That gives the lawyers and the justices more breathing room, Garre said. Whereas before it was a “feeding frenzy” it now “more of an endurance contest,” he said.

That’s particularly true when more than two attorneys argue a case. Garre will be the last of four attorneys arguing the Oklahoma case.

‘General’ Garre

The club of people with 50 arguments includes longtime government lawyers Edwin Kneedler, Michael Dreeben, and Malcolm Stewart. Private attorneys Paul Clement, Lisa Blatt, Neal Katyal, Seth Waxman, Donald Verrilli, and Jeffrey Fisher are also on the list.

Most members have tallied a significant number of arguments while working at the US Solicitor General’s Office, the federal government’s representative at the court.

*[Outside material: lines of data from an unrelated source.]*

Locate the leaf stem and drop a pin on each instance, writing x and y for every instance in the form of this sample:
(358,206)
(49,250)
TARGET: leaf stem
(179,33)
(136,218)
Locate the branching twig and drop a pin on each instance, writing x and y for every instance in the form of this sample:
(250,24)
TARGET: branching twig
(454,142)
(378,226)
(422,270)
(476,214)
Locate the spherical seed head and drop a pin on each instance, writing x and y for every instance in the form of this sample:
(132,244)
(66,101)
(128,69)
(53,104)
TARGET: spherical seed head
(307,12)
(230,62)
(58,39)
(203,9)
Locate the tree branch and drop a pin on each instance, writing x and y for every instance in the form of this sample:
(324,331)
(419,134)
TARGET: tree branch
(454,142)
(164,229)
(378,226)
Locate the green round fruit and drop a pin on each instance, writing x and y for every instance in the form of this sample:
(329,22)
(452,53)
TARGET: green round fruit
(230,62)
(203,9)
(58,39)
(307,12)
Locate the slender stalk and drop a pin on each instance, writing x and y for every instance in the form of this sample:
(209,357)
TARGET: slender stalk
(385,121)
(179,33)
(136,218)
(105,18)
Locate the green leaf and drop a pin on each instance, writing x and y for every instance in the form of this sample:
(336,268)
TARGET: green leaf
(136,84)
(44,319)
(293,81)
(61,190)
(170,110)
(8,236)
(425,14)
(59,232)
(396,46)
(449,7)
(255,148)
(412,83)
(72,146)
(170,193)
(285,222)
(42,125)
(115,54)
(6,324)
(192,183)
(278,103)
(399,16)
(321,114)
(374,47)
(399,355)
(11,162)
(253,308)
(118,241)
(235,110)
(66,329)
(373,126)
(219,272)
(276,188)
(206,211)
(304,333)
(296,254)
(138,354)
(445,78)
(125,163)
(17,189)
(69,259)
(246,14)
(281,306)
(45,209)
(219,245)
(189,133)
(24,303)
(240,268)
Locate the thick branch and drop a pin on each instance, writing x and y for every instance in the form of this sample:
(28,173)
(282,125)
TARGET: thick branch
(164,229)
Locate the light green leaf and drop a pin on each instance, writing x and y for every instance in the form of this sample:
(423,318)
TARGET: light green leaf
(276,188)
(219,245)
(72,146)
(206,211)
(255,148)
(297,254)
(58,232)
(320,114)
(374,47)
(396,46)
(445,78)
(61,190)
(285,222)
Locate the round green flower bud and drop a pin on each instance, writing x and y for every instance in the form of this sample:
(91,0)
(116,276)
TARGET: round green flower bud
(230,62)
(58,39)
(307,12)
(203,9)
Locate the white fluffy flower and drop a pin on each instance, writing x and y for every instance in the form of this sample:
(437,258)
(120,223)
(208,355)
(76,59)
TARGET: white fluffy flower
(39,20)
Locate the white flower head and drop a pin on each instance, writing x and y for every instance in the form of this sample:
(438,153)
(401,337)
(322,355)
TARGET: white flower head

Garre said just under half of his cases came while there, including his first. Back then, he was an assistant to the solicitor general.

He later rejoined the office to serve as the principal deputy and then solicitor general under President George W. Bush. In that role, he argued some of the government’s most important cases on national security.

Since 2009, Garre has been a partner at Latham & Watkins where, among other cases, he twice successfully represented the University of Texas at Austin in a challenge to its affirmative action policies.

In 2023, the newly constituted 6-3 conservative court overturned similar programs at Harvard and the University of North Carolina.

Garre said that while, “in a lot of ways, there’s no greater client than the United States itself,” he said there’s “a special relationship between a lawyer and client in private practice.”

Even when the government loses a case, it’s still going to go on, Garre said. He’s also represented private client whose life was on the line and companies facing dire consequences. That’s “extremely rewarding,” Garre said.

Still, he said the best thing about being solicitor general is that the justices call you “general.”